Alexander Dichenko na nazywanym dzikim jest dobrym poczuciem humoru. Dzięki tej jakości jest zobowiązany do aktora Igor LIFANOV, który cieszy się swoimi ostrymi komentarzami w ustach. .

- Wielokrotnie podkreślono, że masz dużo wspólnego z tą postacią ...

"Ale nadal mówisz, że jest taki sam jak nie." Mam wiele pytań i skarg, dziwnie wystarczająco. Kiedy głosuję film, nigdy nie mówię "ja", patrząc na ekran. Zawsze - "On": "On tutaj minęł tutaj" On "jest tutaj kichanie - i tak dalej. Jestem aktorem. Podoba mi się mój zawód, a nie jakiś konkretny charakter. Nie sądzę, żebym był dziki. Na przykład, szczególnie wyglądam lub wymyślić scenę, gdzie można było pokazać, że mój bohater nie ma racji, że nie można tego zrobić. Ten okrucieństwo stwarza okrucieństwo. Nieco - i natychmiast w szczęce? Nie ma żadnych wymówek. Bardzo kłócę się z moją postacią. I to nie jest ze względu na czerwony sens.

"Twoja córka Nastya w jakiś sposób opisała, że ​​po tym pokazie dołączyłeś nawet do sportu i trochę nauczał samoobrony.

- W jakiś sposób złapałem Nastyę na gardło w windzie i pokazał: Jeśli tak, tak, to się dzieje, co zrobisz? I zdała sobie sprawę, że nie był żartem, kiedy wujek atakuje cię w windzie, wszystko jest dość poważne. Oczywiście nauczył ją, ale mam nadzieję, że Bóg zakazuje, że nigdy nie będzie musiała skorzystać z tego. Oczywiście, jak tata, staram się chronić przed czymś. Ale w naszej rodzinie nasza rodzina nigdy nie miała noża, bez pistoletu, żadnego karabinu. Ponieważ, jak wiesz, jeśli masz pistolet, pewnego dnia z pewnością strzela. I nie chcę, żeby taka sytuacja powstała, lepiej pozostać bez rozbój i jeśli potrzebujesz, zaoszczędzę sam. Raz, kiedy było modne, kupiłem trochę i pojechałem w samochodzie. Ale potem czułem: Kiedy wiesz, że masz kawałki w samochodzie i możesz się chronić, natychmiast zacznij pulsować agresję. Bardzo mi się to nie podobało, a ja rzuciłem ten kawałek.

Igor LIFANOV:

"Specjalnie wyglądam lub wymyślił scenę, gdzie byłoby możliwe, aby pokazać, że mój bohater jest nie tak. Nieco i natychmiast w szczęce? Nie ma usprawiedliwienia". .

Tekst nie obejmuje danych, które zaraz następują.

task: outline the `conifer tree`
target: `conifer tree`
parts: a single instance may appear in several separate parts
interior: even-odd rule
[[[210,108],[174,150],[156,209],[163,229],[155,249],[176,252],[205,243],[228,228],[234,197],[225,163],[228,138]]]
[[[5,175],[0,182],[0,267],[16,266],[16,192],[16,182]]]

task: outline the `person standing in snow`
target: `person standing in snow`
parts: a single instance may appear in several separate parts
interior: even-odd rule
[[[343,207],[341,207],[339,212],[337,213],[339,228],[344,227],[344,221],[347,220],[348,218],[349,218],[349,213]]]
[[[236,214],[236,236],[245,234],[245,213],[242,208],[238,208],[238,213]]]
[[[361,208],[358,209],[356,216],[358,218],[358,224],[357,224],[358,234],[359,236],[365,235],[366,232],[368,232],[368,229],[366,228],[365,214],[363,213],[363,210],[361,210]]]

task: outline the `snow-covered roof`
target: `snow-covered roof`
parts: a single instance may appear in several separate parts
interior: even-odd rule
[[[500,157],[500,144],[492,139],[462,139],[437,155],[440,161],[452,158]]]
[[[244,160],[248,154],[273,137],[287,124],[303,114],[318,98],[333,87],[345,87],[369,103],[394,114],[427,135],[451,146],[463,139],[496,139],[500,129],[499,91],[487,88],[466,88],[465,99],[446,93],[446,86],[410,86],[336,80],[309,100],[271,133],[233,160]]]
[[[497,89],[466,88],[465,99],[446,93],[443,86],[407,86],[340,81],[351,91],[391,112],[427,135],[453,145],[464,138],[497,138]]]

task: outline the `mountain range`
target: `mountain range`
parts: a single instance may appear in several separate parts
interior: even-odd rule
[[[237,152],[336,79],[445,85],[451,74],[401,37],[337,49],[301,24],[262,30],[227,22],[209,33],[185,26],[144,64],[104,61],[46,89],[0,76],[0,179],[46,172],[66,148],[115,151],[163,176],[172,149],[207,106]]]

- Twój bohater w jednym z sezonów podniesiony do majora. A w jakim tytule demobilizowałeś? Służyłeś w flocie.

- Jako żeglarz był i wyszedł. Jaki jest tytuł? (Śmiech). Nie zachowywałam się bardzo dobrze w służbie, więc nie dałem nic takiego. Następnie w armii zwykle daje tytuły nie dla zasług, ale na długą obsługę. Jak w teatrze. Pracował "pota" - dał ci zasłużony. Pracował przez 20 lat - dał ludowi. Więc jako żeglarz i tylko artysta, więc zostanę. I nie uważam tego za coś w niej. Ile widziałem artystów z tytułem, którego nikt nie wie? Wierzę, że artysta ludu jest tym, który ludzie kochają i dzwoni do niego. I ikona? Nie obchodzi mnie to.

- Pamiętaj, jak Carlson w kreskówce mówił o duchu: "Wild, ale sympatyty"? Zgadzasz się, że twój bohater jest dziki, ale słodki?

- Myślę, że tak bardzo to robię. Nawet najtrudniejsze sceny od nas - z humorem. Bardzo podobał mi się, jak pisał jeden bloger o naszej serii: "To jakaś nowa parodia policji". Tak! To jest parodia. Wierzę, że parodia jest najwyższą klasą. Ktoś powiedział, że piękno uratuje świat, a moim zdaniem humor uratuje świat. Bez grożdżowej sesji, gdy postać śmieje się z siebie, nic nie przyjdzie.